Bayani, who is executive director of Community Energy Malawi, has said in reaction to the State of the Nation (Sona) by President Lazarus Chakwera, as far as the energy sector is concerned, that the President’s address “missed the opportunity to postulate a candid vision to accelerate access to clean electricity for Malawians based on the Tonse Alliance promises.”

Bayani said Malawi was still greatly obsessed with “big” energy projects while casting a blind eye on “equally viable alternatives.”

Said Bayani: “Despite recognizing that only 18% of Malawians access the grid, the SONA lacked the killer punch to demonstrate its commitment to SDG 7: Increasing access to clean energy for all by 2030. While the President’s creation of a stand-alone Ministry of Energy is a welcome development, the same however has not prominently featured in the SONA in a way that reflects the “Golden Thread that connects all sectors” nature of the energy sector.

“Energy is sandwiched in the one page of Infrastructure Access. The only routes to accelerate access mentioned in the SONA are the interconnection to Southern Africa Power Pool (SAAP) by 2022, 60MW Solar Project in Salima, and securing investors for 360MW Mpatamanga Hydro Project.”

Bayani said most of the energy projects are simply on paper with no hope of coming to fruition soon.

He said, among others, the Salima Project which was launched years back has just a plaque in existence.

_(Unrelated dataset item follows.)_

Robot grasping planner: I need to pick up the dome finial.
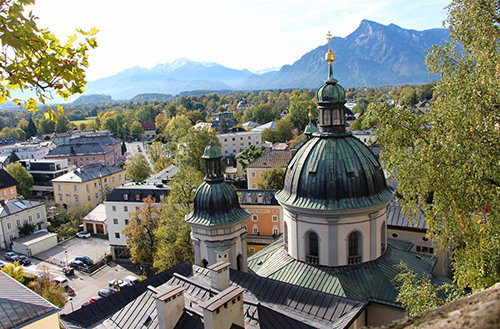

“The free connections to electricity are not mentioned even though the president has candidly signaled an interest to develop rural areas and “inspire new generation of Malawians”. Also conspicuously missing are key reform recommendations in the Energy policy like, Decentralizing Ministry of Energy and restructuring of Malawi Rural Electrification Fund to among others create a Rural Electrification Agency,” said Bayani.

Viable Alternatives

According to him, there is no mention of off-grid interventions which the Malawi Renewable Energy Strategy recognize as having potential to connect 27% or 4.7 million of the population if harnessed.

He said: “There is no mention of the flagship projects already in play like: The US$144 World Bank financed Malawi Electricity Access Project (MEAP), The UNDP/GEF financed Access to Clean and Renewable Energy (ACRE) Project and the MAREP pipeline off-grid projects.